CinePlanet5, Oldesloer Straße 34

Neuverfilmung des berühmten Antikriegsromans von Erich Maria Remarque. Mehrere Abiturienten melden sich im Frühjahr 1917 freiwillig, um an der Westfront in Frankreich am Ersten Weltkrieg teilzunehmen. Doch die anfängliche Begeisterung weicht schnell der Desillusionierung angesichts des Grauens und der Brutalität des Krieges. Die aufwändig realisierte Literaturverfilmung setzt teilweise andere Akzente als der Roman und die Erstverfilmung aus dem Jahr 1930 und greift zusätzliche politische Themen auf, etwa Friedensverhandlungen. Das Hauptgewicht liegt auf der wirklichkeitsnahen Darstellung der Schlachten, die an Grausamkeit nichts aussparen.

Langkritik:

„Im Westen nichts Neues“, 1929 von Erich Maria Remarque veröffentlicht, ist eines der erfolgreichsten Bücher des 20. Jahrhunderts und damit längst ein Mythos der Moderne. Mehr noch: „Im Westen nichts Neues“ ist eine desillusionierende Darstellung des Krieges, mit der der Autor den Sinn des Heldentods hinterfragte und damit in den 1920er-Jahren ein Tabu brach. Die Verfilmung von Lewis Milestone, ein Jahr später als große Hollywoodproduktion der Universal Studios entstanden, gilt auch heute noch als bedeutendster Antikriegsfilm, der die Grauen des Ersten Weltkriegs realistisch schildert und dem Publikum insbesondere in den perfekt inszenierten Schlachtszenen nichts ersparte.

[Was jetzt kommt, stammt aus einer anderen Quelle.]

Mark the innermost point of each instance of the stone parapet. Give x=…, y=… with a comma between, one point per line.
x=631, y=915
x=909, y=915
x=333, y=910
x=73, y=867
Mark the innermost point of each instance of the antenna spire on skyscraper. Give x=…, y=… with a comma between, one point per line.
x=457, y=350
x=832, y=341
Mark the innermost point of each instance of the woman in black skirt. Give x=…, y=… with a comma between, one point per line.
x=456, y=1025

Nun folgt eine Neuverfilmung des Romans, produziert im Auftrag von Netflix, inszeniert von Edward Berger, der vor allem durch das Kinderdrama „Jack“ (2013) Aufmerksamkeit erregte.

Die anfängliche Begeisterung verfliegt rasch

Frühjahr 1917, an der Westfront in Frankreich. Die Kamera fängt nagende Tiere ein, zeigt einen Wald im Nebel, schaut hoch in die Baumkronen. Noch ist alles friedlich, die Natur weiß nichts vom Krieg. Doch dann bricht sich die Gewalt in einer Attacke Bahn, bei der die Soldaten schreiend und schießend nach vorne stürmen. Nun springt der Film in seiner Erzählung kurz zurück. Der 17-jährige Paul Bäumer (Felix Kammerer) und seine Freunde haben soeben ihr Abitur bestanden und können es, angetrieben durch chauvinistische Reden ihrer Lehrer, kaum erwarten, nach Paris zu marschieren. Paul fälscht sogar die Unterschrift seines Vaters, um sich einziehen zu lassen.

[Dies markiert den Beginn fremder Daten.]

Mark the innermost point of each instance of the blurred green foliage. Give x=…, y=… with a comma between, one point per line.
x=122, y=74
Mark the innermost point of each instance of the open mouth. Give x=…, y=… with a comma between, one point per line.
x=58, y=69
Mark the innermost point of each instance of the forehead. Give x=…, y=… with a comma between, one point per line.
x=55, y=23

Doch schon bei der Musterung gibt es eine erste Irritation. Die Uniform, die ihm gereicht wird, hat – darauf verweist das eingenähte Namensetikett – schon jemand anderem gehört, und dieser Andere ist jetzt tot. Als die jungen Männer nach tagelangem Fußmarsch endlich an der Westfront ankommen, ist ihre anfängliche Begeisterung verflogen. Es regnet in Strömen, der Schützengraben ist ein einziger Morast, es herrscht Aufregung und Chaos, und dann nehmen die Franzosen sie auch noch unter Dauerbeschuss.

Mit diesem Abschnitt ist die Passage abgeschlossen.